ここで息をする


――『好きなことに真剣に向き合いたいって思ってるから』


映画出演の誘いを断ろうとしていた私に、高坂先輩が懸命に伝えてきた言葉を思い出す。

彼はその言葉の通り、好きなことに真正面から向き合っている。そう思わされるほど、部活に打ち込む先輩の姿は自分が好きなことに素直だった。


「部活のときはいつもあんな感じで人一倍張り切ってるし、あれだけ好きなことに熱中出来るのってすごいよね! そういうの、ちょっと羨ましいかも」


羨ましいと言った田中さんの声は、純粋に敬っている感じだった。様子を探るようにちらりと隣を確認すると、真っ直ぐ前を見たままの横顔が目に入る。まるでお宝の在り処を示す地図を発見したみたいに、喜びとき煌めきが含まれた表情だ。

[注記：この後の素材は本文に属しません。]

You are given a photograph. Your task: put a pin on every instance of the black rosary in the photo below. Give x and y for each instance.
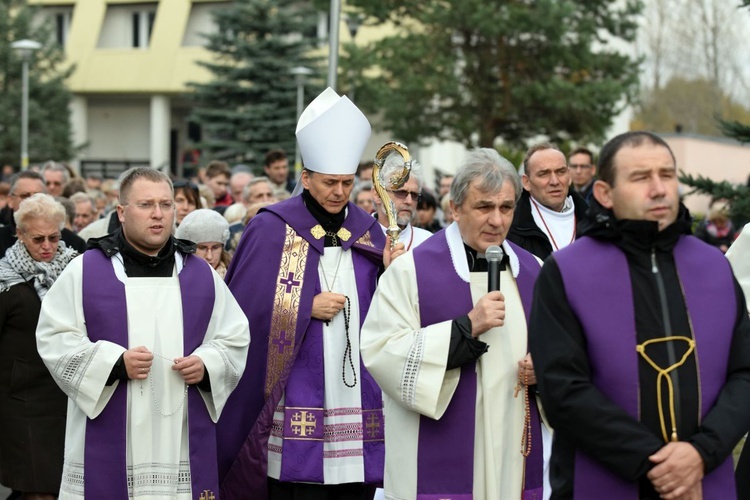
(348, 350)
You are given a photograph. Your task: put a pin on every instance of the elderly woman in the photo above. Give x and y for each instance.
(33, 412)
(209, 231)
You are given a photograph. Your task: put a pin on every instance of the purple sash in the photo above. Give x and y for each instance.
(442, 475)
(105, 312)
(706, 280)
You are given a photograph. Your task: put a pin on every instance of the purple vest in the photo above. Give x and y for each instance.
(708, 289)
(274, 277)
(105, 313)
(450, 476)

はっきりと言葉にはしなかったけど、先輩みたいになりたいと言っているように聞こえた。私も無言で、それに同意するように頷く。

高坂先輩の熱い思いは、時にはこうやって周りの人を引き付けて巻き込むすごいパワーを持っているみたいだ。人を突き動かす、スイッチのようなもの。

その不思議な力に導かれたのは、田中さんだけじゃない。私にも思い当たる節があったからこそ、余計にそう思えた。


それから田中さんと好きな映画などの他愛ない話をしたあとは、ずっと台本に目を通していた。

次に撮るシーンは、日に日に自信を失っていく“ハル”を“コウ”が気に掛ける場面。メインの二人が接触する場面なだけに、台詞はさっきまでよりも多い。

一応暗記はしたつもりだけど何度もミスを繰り返した前例があるだけに、どの場面でも気が抜けない。さっきの泳ぎのシーンの撮影で苦労した分、さらに気を張って台詞を確認していた。